There have always been people who want to do down our city. So often, they’re also the people who want to turn us against ourselves. Classic divide and rule. In the ’80s, Margaret Thatcher’s Tories plotted the “managed decline” of Liverpool, while demonising our black community. Since 2010, David Cameron and Theresa May’s Conservatives have hacked away at our public services while blaming asylum seekers, or the unemployed, or whomever – anyone but themselves.
Now there’s a new crowd in town, trying to divide us. But whether it’s the Brexit Party or “Tommy Robinson” (real name: Stephen Yaxley-Lennon), these people have got nothing to offer working-class communities hit by nine years of grinding austerity.

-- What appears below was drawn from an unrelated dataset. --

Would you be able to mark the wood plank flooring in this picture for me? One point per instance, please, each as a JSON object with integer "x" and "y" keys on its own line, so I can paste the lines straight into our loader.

Yaxley-Lennon only became famous when the director of a city investment fund and a millionaire property developer recruited him as a bod for their anti-Muslim campaign. Nigel Farage is a private school boy city trader who worships Thatcher and wants the NHS privatised.
These establishment stooges blame “outsiders” for our problems. But our country’s problems were caused by disastrous political decisions that allowed the decline of jobs and industry in our city, slashed Liverpool’s funding by 64% in the last decade, cut funding for our schools, failed to build council houses, and punished the sick and disabled.
Nobel Laureate economist Sir Angus Deaton has warned that rising inequality in Britain is driving “deaths and despair” and undermining democracy. How can it be right that the Tories have handed out £100bn in corporate tax giveaways while at the same time cutting vital services for the rest of us? How can it be right that the wealth of the richest 1,000 people in Britain has increased by £50 billion in the last year, while 40% of children in north Liverpool are growing up in poverty?
You won’t hear far-right candidates talking about these issues. They don’t want to change a rigged economic system that benefits them – they only want to shift the blame for its consequences.
Today, far-right candidates are seeking to exploit the frustration many people genuinely feel after nine years of austerity and the Tory Brexit shambles. They want to scapegoat minorities – on race, religion, sexuality, or anything else – for problems created by the rich and powerful, letting those responsible off the hook.
Real political leadership is about inspiring hope in people, not sowing hatred and division in communities. Since becoming the leader of the Labour Party, Jeremy Corbyn has resisted an onslaught of establishment attacks and vilification to deliver the most radical and transformative socialist vision for our country since 1945.
Labour’s bold, clear policies will redistribute power and wealth on an unprecedented scale and create a more equal country for us all. We will take back energy, water, the Royal Mail and the railways into public ownership, to put an end to decades of rip-off privatisations.
We will set up regional development banks ensuring that nobody and no community is left behind, properly fund our NHS and public services, build a million genuinely affordable homes over 10 years. That’s what a happier, healthier country looks like. A country where we support each other, where we respect each other.
Solidarity is more than just a slogan. Now, more than ever, our communities must stand together against the voices of hate. There are candidates standing in the European elections who want to create anger and division. We must not let them. We cannot trust them. They are the ones who don’t belong here.